PRESIDENT’S MESSAGE
by Ferne Downey
CRTC TV Policy: the new score
Cancon: 2; Broadcasters: 3
March 23, 2010: I awaited yesterday’s new CRTC TV policy with bated breath. Ten years of action was coming down to one decision that would re-write the rules and hopefully bring Canadian TV drama back from death-watch. I was feeling optimistic, but equally prepared to launch into a victory dance or a stomp. Turns out I needed to do a bit of both. As I read through the documents online I was ticking off our ‘asks’ one by one – the CRTC was following our plan almost to a T. Canadian programming expenditures? Check.
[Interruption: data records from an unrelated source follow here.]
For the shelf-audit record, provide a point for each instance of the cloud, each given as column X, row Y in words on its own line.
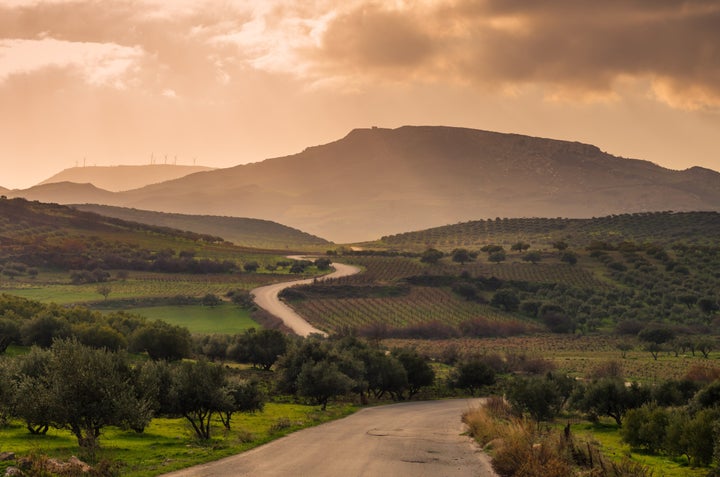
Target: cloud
column 98, row 63
column 572, row 50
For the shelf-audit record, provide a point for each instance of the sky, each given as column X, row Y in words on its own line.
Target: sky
column 227, row 82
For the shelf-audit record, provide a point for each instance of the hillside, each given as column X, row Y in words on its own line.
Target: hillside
column 653, row 227
column 376, row 182
column 66, row 193
column 119, row 178
column 57, row 237
column 241, row 231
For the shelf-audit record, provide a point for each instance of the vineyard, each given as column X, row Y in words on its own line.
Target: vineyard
column 578, row 356
column 420, row 305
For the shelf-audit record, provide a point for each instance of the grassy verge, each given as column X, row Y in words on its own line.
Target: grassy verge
column 607, row 437
column 169, row 444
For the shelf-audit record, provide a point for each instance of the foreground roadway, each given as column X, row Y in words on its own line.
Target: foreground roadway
column 418, row 439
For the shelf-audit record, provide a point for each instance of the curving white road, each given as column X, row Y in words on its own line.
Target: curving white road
column 266, row 297
column 418, row 439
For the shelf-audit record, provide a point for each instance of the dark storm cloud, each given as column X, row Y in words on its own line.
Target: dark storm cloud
column 573, row 45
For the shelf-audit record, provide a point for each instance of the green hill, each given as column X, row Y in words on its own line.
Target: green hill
column 244, row 232
column 51, row 236
column 654, row 227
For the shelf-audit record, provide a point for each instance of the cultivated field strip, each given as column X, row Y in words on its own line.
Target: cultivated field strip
column 420, row 305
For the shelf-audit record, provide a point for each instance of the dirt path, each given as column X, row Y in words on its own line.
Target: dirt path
column 421, row 439
column 267, row 298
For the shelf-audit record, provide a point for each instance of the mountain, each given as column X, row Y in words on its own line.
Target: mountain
column 65, row 193
column 376, row 182
column 119, row 178
column 253, row 233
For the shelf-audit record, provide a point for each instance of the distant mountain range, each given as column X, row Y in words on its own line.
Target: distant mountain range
column 253, row 233
column 119, row 178
column 376, row 182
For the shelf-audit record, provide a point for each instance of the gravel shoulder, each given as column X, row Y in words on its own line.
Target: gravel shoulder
column 422, row 439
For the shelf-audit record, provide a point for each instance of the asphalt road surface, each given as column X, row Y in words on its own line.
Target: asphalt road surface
column 267, row 298
column 418, row 439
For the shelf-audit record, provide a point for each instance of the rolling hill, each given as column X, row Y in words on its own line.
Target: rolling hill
column 253, row 233
column 119, row 178
column 659, row 228
column 376, row 182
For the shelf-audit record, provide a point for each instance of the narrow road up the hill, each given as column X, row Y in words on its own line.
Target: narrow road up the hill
column 419, row 439
column 267, row 298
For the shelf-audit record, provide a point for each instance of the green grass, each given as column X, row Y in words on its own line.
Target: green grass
column 224, row 319
column 611, row 445
column 169, row 444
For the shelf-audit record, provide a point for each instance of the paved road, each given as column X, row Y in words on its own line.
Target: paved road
column 267, row 298
column 419, row 439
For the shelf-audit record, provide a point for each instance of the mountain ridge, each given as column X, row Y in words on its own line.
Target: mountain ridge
column 377, row 181
column 123, row 177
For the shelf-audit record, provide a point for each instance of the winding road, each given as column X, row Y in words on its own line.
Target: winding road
column 266, row 297
column 421, row 439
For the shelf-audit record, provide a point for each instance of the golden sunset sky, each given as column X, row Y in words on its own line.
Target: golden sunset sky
column 228, row 82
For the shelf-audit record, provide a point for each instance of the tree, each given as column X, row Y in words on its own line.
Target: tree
column 539, row 397
column 519, row 246
column 709, row 305
column 197, row 391
column 104, row 290
column 31, row 371
column 705, row 346
column 624, row 347
column 497, row 257
column 321, row 381
column 43, row 329
column 419, row 372
column 473, row 375
column 91, row 389
column 431, row 256
column 323, row 263
column 259, row 348
column 491, row 248
column 161, row 340
column 251, row 266
column 532, row 257
column 384, row 374
column 9, row 333
column 8, row 391
column 646, row 427
column 244, row 396
column 462, row 256
column 610, row 397
column 506, row 299
column 569, row 257
column 242, row 298
column 211, row 300
column 560, row 245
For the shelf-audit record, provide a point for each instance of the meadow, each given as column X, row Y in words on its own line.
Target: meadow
column 169, row 444
column 198, row 319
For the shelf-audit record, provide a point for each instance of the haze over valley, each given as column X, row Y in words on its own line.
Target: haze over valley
column 226, row 223
column 376, row 182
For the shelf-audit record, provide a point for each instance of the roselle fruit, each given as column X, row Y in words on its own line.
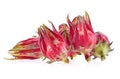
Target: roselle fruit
column 52, row 44
column 73, row 38
column 82, row 35
column 26, row 49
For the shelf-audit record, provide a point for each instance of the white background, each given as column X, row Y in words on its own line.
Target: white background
column 19, row 19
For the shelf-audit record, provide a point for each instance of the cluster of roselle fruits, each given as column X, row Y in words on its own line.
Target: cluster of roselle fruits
column 74, row 38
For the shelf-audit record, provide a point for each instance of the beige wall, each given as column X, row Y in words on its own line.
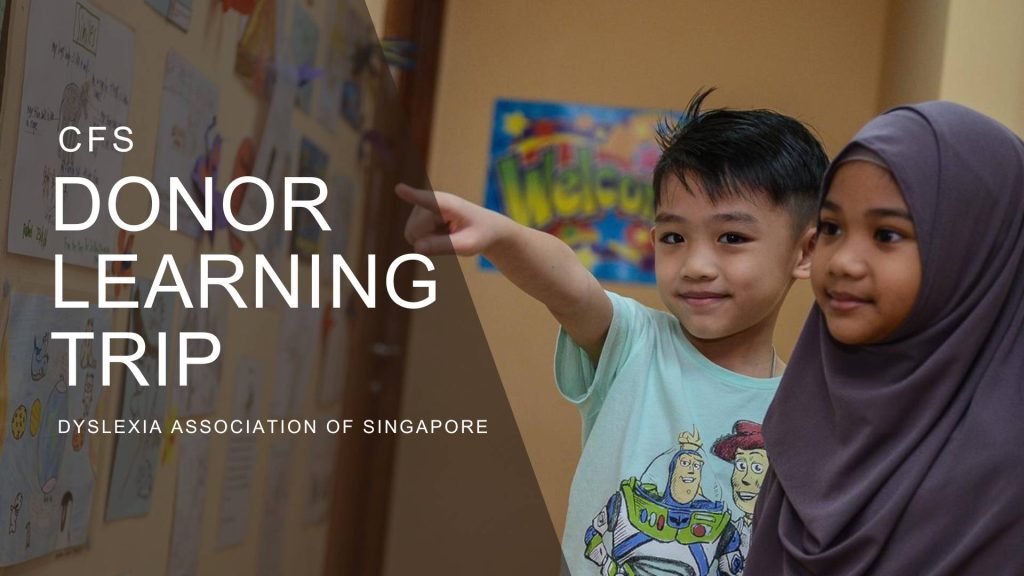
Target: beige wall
column 984, row 58
column 819, row 62
column 914, row 47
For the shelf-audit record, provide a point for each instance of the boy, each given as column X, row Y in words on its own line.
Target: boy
column 735, row 194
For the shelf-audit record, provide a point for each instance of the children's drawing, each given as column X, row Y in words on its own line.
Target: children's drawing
column 40, row 356
column 274, row 507
column 254, row 58
column 236, row 493
column 78, row 73
column 306, row 232
column 296, row 353
column 53, row 478
column 184, row 139
column 188, row 504
column 15, row 508
column 177, row 12
column 334, row 342
column 304, row 39
column 200, row 397
column 136, row 455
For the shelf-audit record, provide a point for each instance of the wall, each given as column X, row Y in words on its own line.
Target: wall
column 819, row 62
column 914, row 46
column 983, row 66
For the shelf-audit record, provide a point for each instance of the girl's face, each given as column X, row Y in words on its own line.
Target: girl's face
column 865, row 269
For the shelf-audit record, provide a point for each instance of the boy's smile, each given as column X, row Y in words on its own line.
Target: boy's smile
column 724, row 268
column 866, row 268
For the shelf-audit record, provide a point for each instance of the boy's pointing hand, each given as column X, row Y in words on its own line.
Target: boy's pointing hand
column 444, row 223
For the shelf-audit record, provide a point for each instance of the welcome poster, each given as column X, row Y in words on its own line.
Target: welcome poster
column 582, row 173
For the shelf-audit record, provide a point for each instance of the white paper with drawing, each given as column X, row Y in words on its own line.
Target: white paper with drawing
column 236, row 495
column 136, row 457
column 320, row 479
column 194, row 459
column 47, row 484
column 188, row 141
column 271, row 531
column 297, row 350
column 200, row 397
column 78, row 73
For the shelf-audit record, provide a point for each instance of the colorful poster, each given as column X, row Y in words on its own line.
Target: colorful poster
column 305, row 230
column 304, row 39
column 78, row 73
column 320, row 477
column 335, row 69
column 136, row 457
column 48, row 481
column 259, row 44
column 582, row 173
column 187, row 141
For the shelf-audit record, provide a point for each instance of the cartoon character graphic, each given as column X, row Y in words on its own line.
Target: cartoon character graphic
column 744, row 448
column 15, row 508
column 676, row 531
column 90, row 378
column 51, row 442
column 17, row 421
column 64, row 529
column 88, row 359
column 40, row 357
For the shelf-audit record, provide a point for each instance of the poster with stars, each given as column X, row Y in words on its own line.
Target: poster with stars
column 582, row 173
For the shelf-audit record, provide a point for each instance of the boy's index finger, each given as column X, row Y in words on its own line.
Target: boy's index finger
column 418, row 197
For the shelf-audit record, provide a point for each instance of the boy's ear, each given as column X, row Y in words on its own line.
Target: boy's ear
column 806, row 246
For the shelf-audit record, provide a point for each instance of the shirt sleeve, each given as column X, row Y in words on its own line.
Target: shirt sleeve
column 578, row 379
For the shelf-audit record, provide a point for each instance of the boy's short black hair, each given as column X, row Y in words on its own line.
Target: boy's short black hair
column 745, row 154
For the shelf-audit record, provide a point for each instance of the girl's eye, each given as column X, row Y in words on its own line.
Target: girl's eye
column 888, row 236
column 827, row 229
column 732, row 238
column 672, row 238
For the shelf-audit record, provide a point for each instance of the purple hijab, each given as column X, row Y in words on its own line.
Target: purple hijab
column 907, row 456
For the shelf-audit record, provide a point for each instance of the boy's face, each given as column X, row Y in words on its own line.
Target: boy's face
column 866, row 268
column 724, row 269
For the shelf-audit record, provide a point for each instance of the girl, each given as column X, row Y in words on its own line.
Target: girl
column 895, row 437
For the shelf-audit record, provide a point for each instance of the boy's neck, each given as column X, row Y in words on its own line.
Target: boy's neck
column 750, row 353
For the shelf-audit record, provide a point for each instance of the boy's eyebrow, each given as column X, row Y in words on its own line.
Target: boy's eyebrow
column 829, row 205
column 667, row 217
column 742, row 217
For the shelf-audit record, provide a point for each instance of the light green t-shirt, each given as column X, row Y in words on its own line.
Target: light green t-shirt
column 652, row 408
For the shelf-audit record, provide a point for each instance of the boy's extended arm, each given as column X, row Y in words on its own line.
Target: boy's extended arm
column 539, row 263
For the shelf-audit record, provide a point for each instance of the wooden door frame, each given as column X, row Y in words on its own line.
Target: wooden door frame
column 360, row 507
A special spending requirement for Canadian drama and comedy? Check. A rule to make sure said dramas and comedies appear in our primetime schedules? Hello? Anyone? Sadly the CRTC took a pass on this one. Instead of guaranteeing Canadians that they would get two hours of scripted programming in prime time each week (a measly two out of 18 hours) the regulator gave broadcasters free licence to ship their dramas and comedies to their affiliated niche specialty channels.
Winning two out of three of our asks is definitely a step forward and a testament to the efforts of so many of you who helped get our message to the Commission. As recently as a year ago, the CRTC Chair Konrad von Finckenstein had suggested that we give up on our idea of making broadcasters spend a percentage of their prior year’s gross revenues on scripted programming. But you know what? He listened. He admitted to us last fall that the CRTC’s 1999 TV policy was a failure, and he made some big steps to abandon that disastrous policy – thanks, I am sure, to our efforts and those of our partners in this fight – the WGC, DGC and CFTPA.
The missing piece of the new policy , however, is a big concern. By not telling the broadcasters that they have to air a specific amount of scripted Canadian programming in prime time on their conventional stations, the CRTC has once again left us ‘hoping’ it will happen. But we’ve seen time and time again, when broadcasters aren’t told to do something – they don’t.
Luckily, we will have a last kick at the can. The CRTC will look at each corporate broadcasting group when their licences are renewed in the spring of 2011 and will issue specific details and requirements for each. We’ll be there in full force pressing for requirements to make broadcasters make room for our stories in prime time and to stop feeding us that steady diet of made-in-the-U.S. programming.
So rather than dance or stomp, I’m looking at the new TV policy merely as “the floor” and when we get to licence renewals, we will push – hard.